Cinéma L'Ecran de Saint-Denis
Journées cinématographiques dionysiennes
EXODES
Du 6 au 12 mars 2002
Place du Caquet
9300 Saint-Denis
M° Basilique de Saint-Denis/ligne 13
CARTE BLANCHE A MARIA KLONARIS
ET KATERINA THOMADAKI
autour de "REQUIEM POUR
LE XX° SIECLE"
Dimanche 10 mars, 2002 à
18h30
EXILS
L'expérience de l'exil touche profondément
la conscience contemporaine. Les exodes qui marquent le XXe siècle
éclairent les cartographies du pouvoir qui étranglent
la planète. Toutes les catégories d'oppressions
y participent : de la violence extrême de la guerre, des
totalitarismes, de la criminalité économique institutionalisée,
jusqu'aux oppressions sociales endogènes - de classe,
de race, idéologiques ou sexuelles. C'est ainsi que les
opprimés-exilés, disons les étrangers, deviennent
souvent les catalyseurs de mouvements vers l'avant. Après
avoir subi le traumatisme de quitter une frontière, ils
sont bien placés pour en défaire d'autres.

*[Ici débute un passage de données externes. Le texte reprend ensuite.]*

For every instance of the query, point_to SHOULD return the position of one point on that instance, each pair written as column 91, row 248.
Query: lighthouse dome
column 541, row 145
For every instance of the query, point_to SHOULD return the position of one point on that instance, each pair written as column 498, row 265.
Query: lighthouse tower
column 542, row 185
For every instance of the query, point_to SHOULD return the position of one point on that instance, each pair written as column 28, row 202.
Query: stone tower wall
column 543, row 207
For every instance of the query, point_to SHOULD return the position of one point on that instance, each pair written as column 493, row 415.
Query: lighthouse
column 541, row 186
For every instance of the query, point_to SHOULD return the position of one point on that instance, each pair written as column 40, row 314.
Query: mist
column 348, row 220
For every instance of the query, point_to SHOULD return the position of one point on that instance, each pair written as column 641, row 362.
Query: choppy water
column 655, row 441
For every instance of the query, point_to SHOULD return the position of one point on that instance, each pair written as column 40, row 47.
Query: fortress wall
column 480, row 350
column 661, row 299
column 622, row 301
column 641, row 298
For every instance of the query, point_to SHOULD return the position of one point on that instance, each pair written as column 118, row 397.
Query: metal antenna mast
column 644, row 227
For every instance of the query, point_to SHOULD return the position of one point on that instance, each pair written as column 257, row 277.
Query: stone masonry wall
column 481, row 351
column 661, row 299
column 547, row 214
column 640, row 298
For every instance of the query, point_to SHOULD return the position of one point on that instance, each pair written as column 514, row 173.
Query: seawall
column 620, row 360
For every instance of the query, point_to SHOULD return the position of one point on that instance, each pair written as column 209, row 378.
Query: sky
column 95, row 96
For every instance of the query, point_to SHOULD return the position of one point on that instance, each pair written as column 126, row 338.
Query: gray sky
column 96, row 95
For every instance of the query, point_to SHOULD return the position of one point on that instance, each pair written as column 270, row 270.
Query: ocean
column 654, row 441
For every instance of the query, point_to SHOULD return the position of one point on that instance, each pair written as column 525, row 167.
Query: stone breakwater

Les oeuvres qui composent ce programme disent l'exode, le
déplacement, l'exil. L'exil comme traumatisme tant pour
celui ou celle qui l'a vécu dans son propre corps que
pour celle ou celui qui en ressent toute la charge dévastatrice.
Chez Mona Hatoum ou Nil Yalter la question de l'exil est sujet
autobiographique. Toutes deux parlent à la première
personne. Qu'il s'agisse de la présence de leur visage
ou de leur voix, leurs films se construisent autour d'un vécu
qui atteint leur propre corps. Si Hatoum rend son visage l'emblème
silencieux d'un désespoir contenu, écran vide interdit
de parole, Yalter situe le sien dans un univers plastique qui
relie la sensualité orientale aux volumes tridimensionnels
inventés en images de synthèse. Chez l'une le sujet
féminin dénonce son exclusion de la parole, chez
l'autre il crie son multiculturalisme, ses origines hybrides
et revendique sa relation également intense avec le passé
et l'avenir. Atsushi Ogata, pour sa part, rassemble des images
d'archives et projette dans les visages resserrés de douleur
les litanies des personnes déplacées pendant les
guerres récentes. Lis Rhodes travaille sur l'infigurable
de l'exode, du voyage forcé sans fin. Elle filme des lieux
abandonnés, devastés d'absence, un camp d'immigrés
peut-être, où la lumière électrique
veille encore. Dans ce désert résonne un récit
fragmenté : des débris de phrases, de mots qui
se superposent, témoignent l'immigration clandestine,
la peur, la persécution, la déshumanisation. Le
montage rigoureux du film épouse la gravité du
son, jusqu'au rythme même de la voix. Quant à Marina
Grzinic et Aina Smid, ce qui apporte l'intensité dramatique
dans leur film, ce ne sont pas les images de camps de réfugiés
bosniaques qui apparaissent ici et là en arrière
fond, mais ces corps chorégraphiés qui semblent
surgir, tout tremblants, convulsifs, d'une catastrophe. Ce qui
est figuré, ce n'est pas l'événement traumatique
en soi, mais son retentissement et son marquage psychique. Les
corps se rencontrent et tentent de s'aimer, sans pouvoir s'empêcher
de répercuter toute la violence qu'ils ont absorbée.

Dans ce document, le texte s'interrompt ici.